The weekly stream, PodChatLive that is the live show for Podiatrists for getting some free ongoing continuing learning has had on many prominent and well known guests in the podiatry profession that generously and readily give there time for it to respond to questions and discuss their area of expertise. The videos of the live chat are on YouTube and the website and the podcast version is on most podcast platforms. An earlier guest in the series was Dr. Kevin Kirby, DPM where he discussed his seminal and well-known publication on rotational equilibrium, his views on the tissue stress model and also his viewpoint on whether or not any present comprehension of Root Theory is required to examine and successfully treat our clients. The questions created some interesting chat throughout the episode.

Kevin Kirby graduated in 1983 with the California College of Podiatric Medicine after which carried out his first year surgical residency in Palo Alto, California at the VA Hospital. Then he spent his subsequent post-graduate year undertaking the Fellowship in Podiatric Biomechanics at CCPM when he also completed his masters degree.
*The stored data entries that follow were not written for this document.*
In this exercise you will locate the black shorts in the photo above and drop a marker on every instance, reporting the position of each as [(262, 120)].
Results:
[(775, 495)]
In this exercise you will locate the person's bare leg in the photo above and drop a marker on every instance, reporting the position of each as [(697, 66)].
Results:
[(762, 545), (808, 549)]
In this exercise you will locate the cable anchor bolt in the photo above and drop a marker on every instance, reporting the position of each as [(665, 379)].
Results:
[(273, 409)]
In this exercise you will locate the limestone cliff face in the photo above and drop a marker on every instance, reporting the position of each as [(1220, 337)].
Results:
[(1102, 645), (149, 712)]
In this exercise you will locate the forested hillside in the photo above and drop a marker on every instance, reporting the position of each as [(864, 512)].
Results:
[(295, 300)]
Dr. Kirby has published or co-authored 28 publications in professional journals, has authored or co-authored 5 chapters in books, and has now published 5 books on foot and lower limb biomechanics and foot orthotic treatment, all of these have now been converted into Spanish language versions. Kevin established the Subtalar Joint Axis Palpation Technique, the Anterior Axial Radiographic Projection, the Supination Resistance Test, the Maximum Pronation Test and the Medial Heel Skive and Lateral Heel Skive Techniques. He has additionally created and formulated the Subtalar Joint Axis Location and Rotational Equilibrium Theory of Foot Function and has co-developed the Subtalar Joint Equilibrium and Tissue Stress Approach to Biomechanical Therapy of the Foot and Lower Extremity. Dr Kirby has lectured widely throughout the world on lots of occasions and has moreover spoken publicly greatly all around the USA.
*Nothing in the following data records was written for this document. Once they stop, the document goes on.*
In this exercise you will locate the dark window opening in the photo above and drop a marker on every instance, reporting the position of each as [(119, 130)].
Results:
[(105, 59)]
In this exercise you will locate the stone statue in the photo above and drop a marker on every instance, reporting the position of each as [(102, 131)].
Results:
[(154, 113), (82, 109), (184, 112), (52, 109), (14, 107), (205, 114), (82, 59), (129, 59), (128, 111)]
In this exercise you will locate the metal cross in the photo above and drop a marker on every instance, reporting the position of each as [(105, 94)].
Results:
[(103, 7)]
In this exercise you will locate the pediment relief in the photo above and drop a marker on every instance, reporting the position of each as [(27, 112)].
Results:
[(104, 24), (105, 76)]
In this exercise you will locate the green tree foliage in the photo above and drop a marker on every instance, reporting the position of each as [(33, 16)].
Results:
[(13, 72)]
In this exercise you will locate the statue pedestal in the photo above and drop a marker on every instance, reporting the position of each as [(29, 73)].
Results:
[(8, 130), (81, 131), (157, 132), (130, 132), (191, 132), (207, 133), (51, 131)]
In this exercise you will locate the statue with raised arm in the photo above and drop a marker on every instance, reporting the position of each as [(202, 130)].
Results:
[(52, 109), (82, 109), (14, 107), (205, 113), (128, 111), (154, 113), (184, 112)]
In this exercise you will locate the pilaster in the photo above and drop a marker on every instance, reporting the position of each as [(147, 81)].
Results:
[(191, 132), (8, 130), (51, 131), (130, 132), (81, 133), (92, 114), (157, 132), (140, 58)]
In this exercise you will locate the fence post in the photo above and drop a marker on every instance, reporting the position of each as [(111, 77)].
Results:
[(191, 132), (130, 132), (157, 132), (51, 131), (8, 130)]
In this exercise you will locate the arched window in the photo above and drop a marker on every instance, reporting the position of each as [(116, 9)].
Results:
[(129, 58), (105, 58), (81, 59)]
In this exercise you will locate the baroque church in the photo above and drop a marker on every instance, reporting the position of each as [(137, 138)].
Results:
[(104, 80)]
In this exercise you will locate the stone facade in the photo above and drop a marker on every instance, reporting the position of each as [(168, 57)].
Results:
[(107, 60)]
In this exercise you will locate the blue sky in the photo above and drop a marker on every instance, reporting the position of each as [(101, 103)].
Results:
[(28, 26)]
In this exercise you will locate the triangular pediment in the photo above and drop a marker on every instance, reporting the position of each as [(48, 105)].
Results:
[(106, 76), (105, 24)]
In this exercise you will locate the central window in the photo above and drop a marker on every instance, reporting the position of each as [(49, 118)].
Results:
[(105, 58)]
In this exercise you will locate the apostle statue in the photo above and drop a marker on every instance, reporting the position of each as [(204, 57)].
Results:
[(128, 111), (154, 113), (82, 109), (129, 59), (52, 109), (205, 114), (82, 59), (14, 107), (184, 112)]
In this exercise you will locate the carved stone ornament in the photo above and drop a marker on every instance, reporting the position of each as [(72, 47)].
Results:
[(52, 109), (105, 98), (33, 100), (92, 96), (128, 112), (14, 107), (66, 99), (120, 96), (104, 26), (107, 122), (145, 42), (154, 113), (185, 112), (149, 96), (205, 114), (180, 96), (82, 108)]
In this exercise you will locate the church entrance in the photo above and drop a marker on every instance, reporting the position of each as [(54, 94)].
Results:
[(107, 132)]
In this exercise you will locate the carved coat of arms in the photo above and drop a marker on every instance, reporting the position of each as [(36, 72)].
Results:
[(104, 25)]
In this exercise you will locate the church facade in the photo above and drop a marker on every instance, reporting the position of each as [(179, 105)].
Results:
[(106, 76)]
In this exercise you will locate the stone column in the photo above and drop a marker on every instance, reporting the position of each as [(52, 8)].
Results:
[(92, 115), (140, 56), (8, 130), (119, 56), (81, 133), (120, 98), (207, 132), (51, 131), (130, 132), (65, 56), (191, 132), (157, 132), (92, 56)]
The windlass is that device that are used by the mariners on yachts to wind the rope around to make it less difficult to move the sails. Within the foot there is a mechanism that is called the windlass mechanism that gets its name from this equipment used on yachts. There is a ligament like structure beneath the foot called the plantar fascia that is at one end connected to the bottom of the heel bone and at the other end to the great toe. When we're walking and the heel comes off the ground, the foot rotates around the great toe where this ligament is connected, tightening the ligament as it winds around the windlass of the first metatarsal head. This is the windlass mechanism of the foot. It is a crucial functionality as that ligament is what supports the arch of the foot, therefore it really should function adequately and quickly for normal biomechanics. This is the foots own natural arch support mechanism.

There are a number of conditions related to the windlass mechanism not functioning properly. When the windlass does not work, then the arch of the foot will fail from this lack of support and a range of disorders may develop as a result of that such as bunions and plantar fasciitis. The reason for the windlass not working properly can be multiple such as the force required to establish it just being way too high, so the body has to work harder to make the windlass work. If that hard work does make it function, then that is an increased energy expenditure that could be very fatiguing. Clinicians use different design characteristics in foot orthoses to enhance the windlass mechanism and to make walking easier and more effective. If the windlass can be established easily during walking or running is not going to need so much and the foot will naturally support its own arch.